Still, a twenty-first century regulatory system would undertake its countercyclical mandate not just by regulating the money supply, but also by monitoring and evaluating credit conditions, a task made terrifically complex by the financial engineering that has been aimed largely at cloaking the lending environment from regulators’ watch. The Austrian conception of cyclical boom and bust is exploded in a million new dimensions. It may even become within the Fed’s explicit purview to contain and manage asset bubbles, the kind of market phenomenon that occurs orthogonal to a purely two-dimensional conception of the business cycle.
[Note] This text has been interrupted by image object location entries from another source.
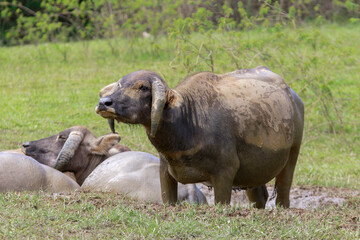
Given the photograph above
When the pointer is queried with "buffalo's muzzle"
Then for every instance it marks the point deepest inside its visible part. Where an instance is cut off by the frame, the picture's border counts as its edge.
(104, 104)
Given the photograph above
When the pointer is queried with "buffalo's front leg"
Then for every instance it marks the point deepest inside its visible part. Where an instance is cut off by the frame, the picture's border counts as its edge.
(258, 195)
(168, 183)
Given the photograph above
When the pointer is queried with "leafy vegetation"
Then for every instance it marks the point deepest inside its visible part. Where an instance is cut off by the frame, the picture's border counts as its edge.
(36, 21)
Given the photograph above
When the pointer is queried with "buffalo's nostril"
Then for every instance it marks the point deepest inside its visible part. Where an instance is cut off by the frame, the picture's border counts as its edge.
(25, 145)
(105, 101)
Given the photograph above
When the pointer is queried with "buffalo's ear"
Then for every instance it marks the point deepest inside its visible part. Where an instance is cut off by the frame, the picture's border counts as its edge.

But perhaps touchiest of the various ideas at stake is the social justice of the bailout and crisis. The apparent inequity of using taxpayer resources to cushion the masters of the universe as they fall from the firmament stains the bailout’s crucial function of restoring confidence in the financial system. And while the free market has always been capable of producing outcomes that do not comport with social justice, the ties that have fastened moneymen to a certain debased morality in the public imagination since the 1980s should not be so strong as to convince taxpayers that a Pyrrhic moral victory enacted over greedy Wall St. good-for-nothings is in their best interests.

And thus the reconstructed financial order needs to illuminate and enforce the vast good brought about by liquid capital markets—growth, entrepreneurship, stability—while restraining the baser impulses that motivate heady risk-taking divined away by mathematical obfuscation. A system that allows market participants to gorge in anticipation of a government rescue to pull it from its own wreckage is obviously unsuitable. Less obvious is the precise way in which this race toward the breaking point is to be disincentivized. For all the bluntest tools in the next policymakers’ belt—tightened leverage and credit requirements, new standards for rating agencies, careful control of derivatives—financial engineers and clever traders have and will always work to sneak out extra profit between the lines of capital and margin requirements. They’re paid too well not to.

This final point speaks, interestingly, to one last big idea. The primacy of something like the human condition—fatal, eternal, and rough with tragedy—in understanding and designing financial markets endures and should offer further lessons to the next world-builders. What may be most difficult for laboratory libertarians to surrender of their smoldering dogma is the concept of the financial actor as machine-like, perfectly informed, spotlessly rational Homo economicus. Certain elements of human nature will never be ironed out of market operation, and in order for the reconstituted financial order to retain the creativity and innovation that has allowed the financial industry to hugely expand global economic possibility, the failures of coordination of which bubbles, fads, crazes, and market manias are all symptomatic must be acknowledged not as random deviations from normal market behavior, but rather as intrinsic to it.